Best tool for making in-depth personas: Xtensio User Persona Template

xtensio.com/user-persona/

This excellent user persona template tool comes as part of a paid subscription to Xtensio’s suite of document management and collaboration tools.

What we really like about this template is that its format allows you to paint a really in-depth picture of a persona, with sections relating to the persona’s personality, motivations and character traits. If you’re interested in using psychology as a feature of your marketing strategy, this would be a great persona generator to use.

The one big drawback here is that subscriptions to Xtensio start at $8 per month – so before you sign up, consider whether the suite’s other tools would be useful to you.

Best tool for gathering data on audience segments: Google Analytics

analytics.google.com/

We won’t waste anyone’s time by describing Google’s ubiquitous web analytics tool here.

What we do want to get across, is that Google Analytics – or an alternative analytics tool – will likely be crucial to your ability to gather segmented audience data that you can use to create and continually monitor your customer personas.

Best tool for generating persona profile photos: This Person Does Not Exist

thispersondoesnotexist.com/

This Person Does Not Exist is an A.I.-powered tool that creates life-like images of people who do not actually exist. For the user, the tool is incredibly simple to use: just load the website, and a new image will be created.

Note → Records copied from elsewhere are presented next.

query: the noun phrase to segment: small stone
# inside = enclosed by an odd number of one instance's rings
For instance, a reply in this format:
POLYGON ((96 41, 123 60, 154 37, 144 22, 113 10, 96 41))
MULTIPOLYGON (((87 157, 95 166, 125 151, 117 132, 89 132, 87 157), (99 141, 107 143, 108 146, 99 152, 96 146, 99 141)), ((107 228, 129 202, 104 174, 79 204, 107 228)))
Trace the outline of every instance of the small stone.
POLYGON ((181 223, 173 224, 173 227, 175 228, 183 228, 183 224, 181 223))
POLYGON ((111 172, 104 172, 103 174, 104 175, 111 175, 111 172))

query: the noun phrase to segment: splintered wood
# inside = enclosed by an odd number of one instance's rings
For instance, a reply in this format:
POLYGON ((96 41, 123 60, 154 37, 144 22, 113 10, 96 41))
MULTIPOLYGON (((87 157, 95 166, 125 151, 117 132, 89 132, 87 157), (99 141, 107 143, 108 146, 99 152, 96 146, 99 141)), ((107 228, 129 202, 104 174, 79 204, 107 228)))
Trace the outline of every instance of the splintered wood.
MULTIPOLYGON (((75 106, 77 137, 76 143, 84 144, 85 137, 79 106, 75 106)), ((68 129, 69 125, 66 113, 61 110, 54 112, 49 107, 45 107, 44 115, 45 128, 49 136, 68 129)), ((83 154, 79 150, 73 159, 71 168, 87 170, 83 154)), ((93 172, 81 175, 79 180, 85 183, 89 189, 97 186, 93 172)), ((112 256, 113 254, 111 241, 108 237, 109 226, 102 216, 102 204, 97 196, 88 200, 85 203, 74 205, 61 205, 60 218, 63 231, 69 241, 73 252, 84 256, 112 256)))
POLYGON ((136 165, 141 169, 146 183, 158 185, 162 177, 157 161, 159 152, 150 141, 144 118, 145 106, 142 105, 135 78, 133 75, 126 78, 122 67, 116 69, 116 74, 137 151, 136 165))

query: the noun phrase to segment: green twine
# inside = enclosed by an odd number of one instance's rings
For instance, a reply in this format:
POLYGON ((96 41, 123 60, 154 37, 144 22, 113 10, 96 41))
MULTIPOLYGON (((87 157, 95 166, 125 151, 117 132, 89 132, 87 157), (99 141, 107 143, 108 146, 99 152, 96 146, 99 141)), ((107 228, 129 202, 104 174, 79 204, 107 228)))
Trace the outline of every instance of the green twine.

The images created by This Person Does Not Exist stitch together facial features using an algorithm known as a generative adversarial network (GAN). Seen as the images do not depict real people, this tool avoids the need to get someone to agree to having their likeness used as a persona profile picture. Simply save a suitable A.I.-generated headshot, and use it for a persona.

It’s worth noting that images from This Person Does Not Exist sometimes feature strange distortions – A.I. is an emerging field of technology, after all. Just keep refreshing the page until you find a blemish-free image that matches one of your personas.

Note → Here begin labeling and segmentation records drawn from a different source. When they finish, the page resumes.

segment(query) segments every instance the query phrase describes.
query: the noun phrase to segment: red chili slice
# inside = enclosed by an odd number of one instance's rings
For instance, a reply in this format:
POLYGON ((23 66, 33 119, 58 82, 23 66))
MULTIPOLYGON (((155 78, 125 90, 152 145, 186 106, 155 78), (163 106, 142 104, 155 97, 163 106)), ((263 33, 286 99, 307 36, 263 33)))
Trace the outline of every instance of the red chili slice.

Best free tool for finding consumer reports: DataReportal

datareportal.com/

We would always advise doing your own market research to form the basis of your marketing personas. With that said, it’s sometimes helpful to add some industry-wide, or market-wide, research into the mix.

DataReportal is a handy tool that will help you do this. Free-to-use via your web browser, the tool lets you search and access thousands of reports on consumers’ online behaviour. These encompass global overviews, local insights, and special reports into specific industries or niches.

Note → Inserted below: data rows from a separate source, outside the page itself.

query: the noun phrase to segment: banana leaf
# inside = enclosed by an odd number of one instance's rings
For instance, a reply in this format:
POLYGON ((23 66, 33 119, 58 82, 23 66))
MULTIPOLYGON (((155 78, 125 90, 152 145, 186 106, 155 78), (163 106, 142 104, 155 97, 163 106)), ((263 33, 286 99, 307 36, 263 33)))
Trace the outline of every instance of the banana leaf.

Better customer personas for better targeted marketing

We hope that some of the tips and tools we’ve discussed here will help you to create better customer personas for your brand. Because ultimately, better personas will lead to better targeted marketing, and better campaign outcomes.

This brings us to our final point: the importance of measuring persona performance.

Customer personas are a bit like portrait paintings, in that they can only imperfectly depict the people they represent. With this in mind, the goal here is not necessarily to create the most exhaustive possible personas of your customers; rather, you should be aiming to create the most useful possible personas for your team.

The effectiveness of marketing personas can be measured using relatively simple analytical processes. For example, you could set up audience segments representing each of your personas within Google Analytics, and then measure KPIs such as conversions and revenue for each persona.

By comparing KPI performance before and after a persona was actively targeted by your team, you should be able to get some measure of the effectiveness of your targeting, and of the persona itself. If there’s a boost in performance against your KPIs, this could indicate that targeting the persona has worked well, and that the persona profile was useful to team members; whereas a drop or stagnation in performance could indicate that the persona might not be sufficiently well constructed, or that the audience group they represent is not a fruitful group to target.

Creating and maintaining effective customer personas is a lot of work – but we suggest you make the effort. On many levels, a good persona will bring your marketing closer to your customer.